Conselhos evangélicos

O Padre de Ars, sublinha logo Bento XVI, "soube viver os 'conselhos evangélicos' de acordo a sua condição de presbítero. Em efeito, sua pobreza não foi a de um religioso ou um monge, mas aquela que se pede a um sacerdote: apesar de manejar muito dinheiro (já que os peregrinos mais ricos se interessavam por suas obras de caridade), era consciente de que tudo era para sua igreja, seus pobres, seus órfãos, suas meninas da 'Providence', suas famílias mais necessitadas".

"Também sua castidade era a que se pede a um sacerdote para seu ministério. Pode-se dizer que era a castidade que convém a quem deve tocar habitualmente com suas mãos a Eucaristia e contemplá-la com todo seu coração arrebatado e com o mesmo entusiasmo a distribui a seus fiéis. Diziam dele que 'a castidade brilhava em seu olhar', e os fiéis se davam conta quando fixava o olhar no sacrário com os olhos de um apaixonado".

Quanto à obediência, precisa o Santo Padre, em São João Maria Vianney esta ficou plasmada "totalmente na entrega abnegada às exigências cotidianas de seu ministério. Sabe-se quanto lhe atormentava não sentir-se idôneo para o ministério paroquial e seu desejo de retirar-se 'a chorar sua pobre vida, em solidão'. Só a obediência e a paixão pelas almas conseguiam convencê-lo a seguir em seu posto".

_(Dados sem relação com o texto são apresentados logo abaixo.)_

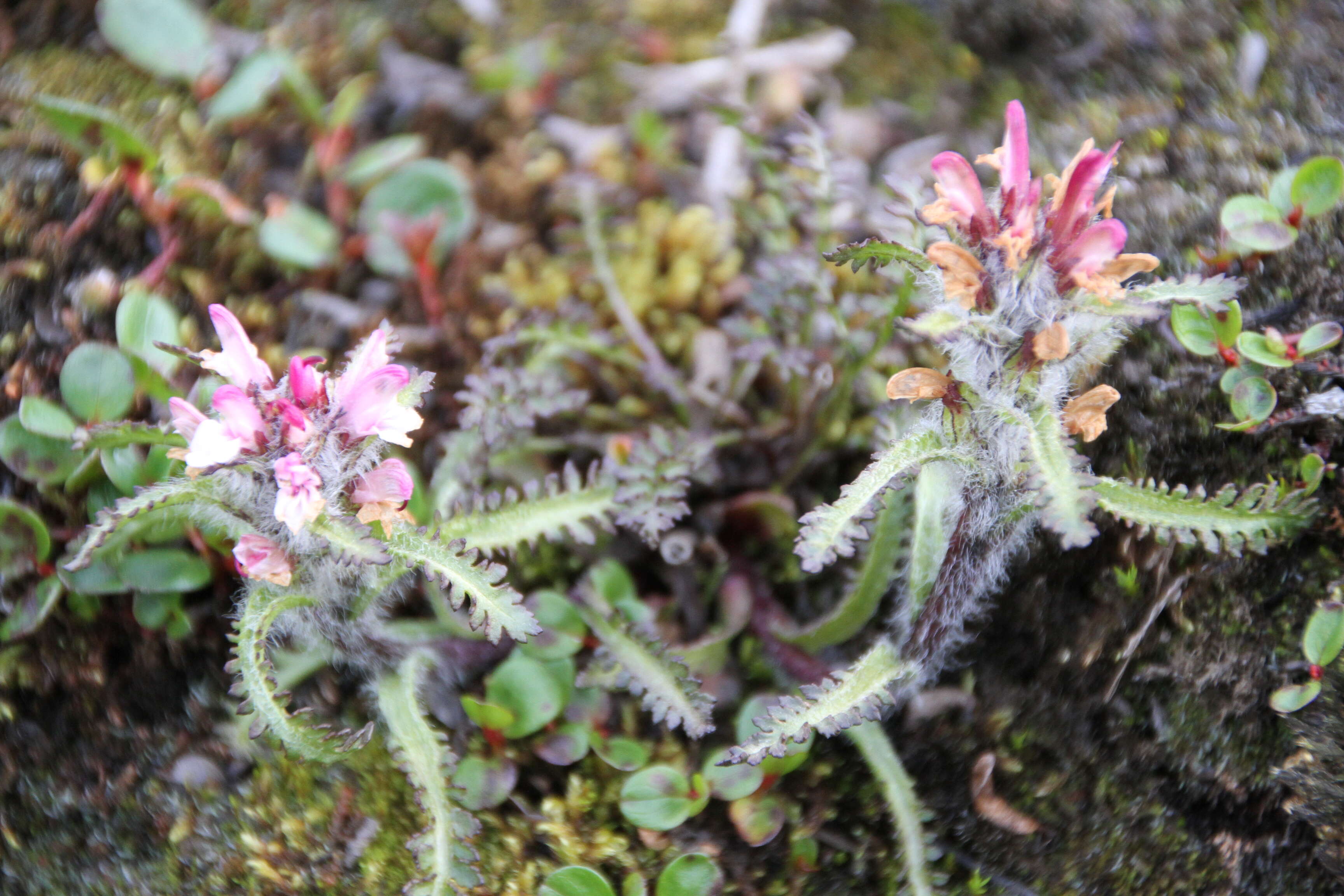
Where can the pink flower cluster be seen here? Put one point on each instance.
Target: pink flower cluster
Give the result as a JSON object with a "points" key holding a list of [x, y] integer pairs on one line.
{"points": [[1084, 253], [283, 425]]}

"No contexto da espiritualidade apoiada na prática dos conselhos evangélicos, me agrada convidar particularmente aos sacerdotes, neste Ano dedicado a eles, a perceber a nova primavera que o Espírito está suscitando em nossos dias na Igreja, à qual os Movimentos eclesiásticos e as novas Comunidades contribuíram positivamente. 'O Espírito é multiforme em seus dons... Ele sopra onde quer. Ele o faz de modo inesperado, em lugares inesperados e em formas nunca antes imaginadas... Ele quer sua multiformidade e os quer para o único Corpo'".

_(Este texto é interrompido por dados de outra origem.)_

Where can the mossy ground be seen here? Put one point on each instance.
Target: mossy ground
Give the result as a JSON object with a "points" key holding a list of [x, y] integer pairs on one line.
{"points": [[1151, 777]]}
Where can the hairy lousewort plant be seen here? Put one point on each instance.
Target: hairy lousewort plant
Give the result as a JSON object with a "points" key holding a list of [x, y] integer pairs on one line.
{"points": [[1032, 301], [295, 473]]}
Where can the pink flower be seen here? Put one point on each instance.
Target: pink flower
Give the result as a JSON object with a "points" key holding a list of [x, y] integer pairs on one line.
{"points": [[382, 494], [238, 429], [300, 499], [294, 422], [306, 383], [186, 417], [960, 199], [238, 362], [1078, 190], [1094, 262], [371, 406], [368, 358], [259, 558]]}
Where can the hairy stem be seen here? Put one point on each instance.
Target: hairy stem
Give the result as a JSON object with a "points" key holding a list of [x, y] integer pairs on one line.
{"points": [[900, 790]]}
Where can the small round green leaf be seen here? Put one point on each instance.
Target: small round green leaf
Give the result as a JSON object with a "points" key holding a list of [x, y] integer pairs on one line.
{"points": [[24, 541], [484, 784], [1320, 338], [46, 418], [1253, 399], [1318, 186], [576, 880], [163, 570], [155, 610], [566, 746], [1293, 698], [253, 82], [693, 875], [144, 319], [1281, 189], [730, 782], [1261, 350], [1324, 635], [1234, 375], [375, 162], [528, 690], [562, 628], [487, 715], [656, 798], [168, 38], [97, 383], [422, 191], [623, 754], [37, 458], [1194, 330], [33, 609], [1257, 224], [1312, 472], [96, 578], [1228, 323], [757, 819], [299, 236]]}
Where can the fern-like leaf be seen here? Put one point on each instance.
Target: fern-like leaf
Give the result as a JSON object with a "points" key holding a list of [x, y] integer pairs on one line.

"Queria acrescentar além disso, em linha com a Exortação apostólica 'Pastores dabo vobis' do Papa João Paulo II, que o ministério ordenado tem uma radical 'forma comunitária' e só pode ser desempenhado na comunhão dos presbíteros com seu Bispo. É necessário que esta comunhão entre os sacerdotes e com o próprio Bispo, apoiada no sacramento da Ordem e manifestada na concelebração eucarística, traduz-se em diversas formas concretas de fraternidade sacerdotal efetiva e afetiva. Só assim os sacerdotes saberão viver em plenitude o dom do celibato e serão capazes de fazer florescer comunidades cristãs nas quais se repitam os prodígios da primeira predicação do Evangelho".

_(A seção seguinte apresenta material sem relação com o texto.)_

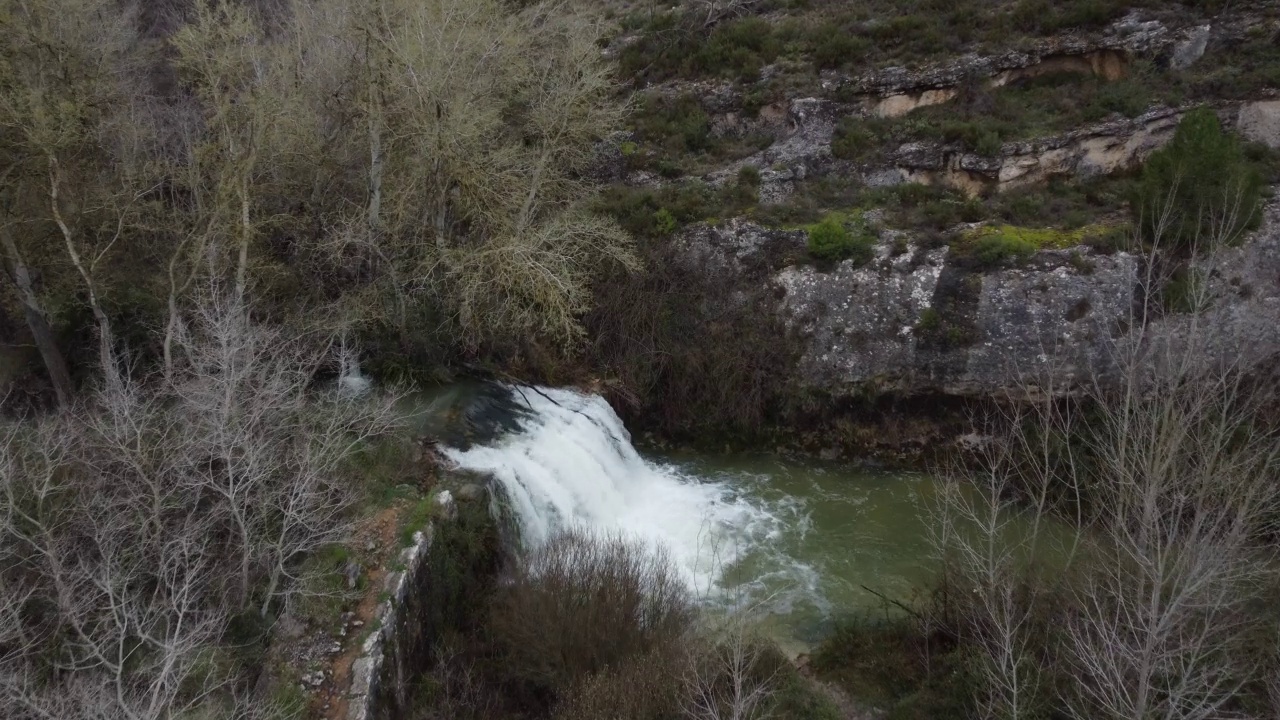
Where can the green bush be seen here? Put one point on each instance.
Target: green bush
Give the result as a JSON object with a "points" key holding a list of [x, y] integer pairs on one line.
{"points": [[679, 123], [996, 249], [1200, 190], [839, 237], [833, 46], [664, 222], [858, 139]]}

Depois de recordar a especial piedade Mariana de São João Maria Vianey, o Pontífice ressalta ao concluir a carta que "a fé no Mestre divino nos dá a força para olhar com confiança o futuro. Queridos sacerdotes, Cristo conta convosco. À exemplo do Santo Padre de Ars, deixem-se conquistar por Ele e serão também vós, no mundo de hoje, mensageiros de esperança, reconciliação e paz", conclui o Papa.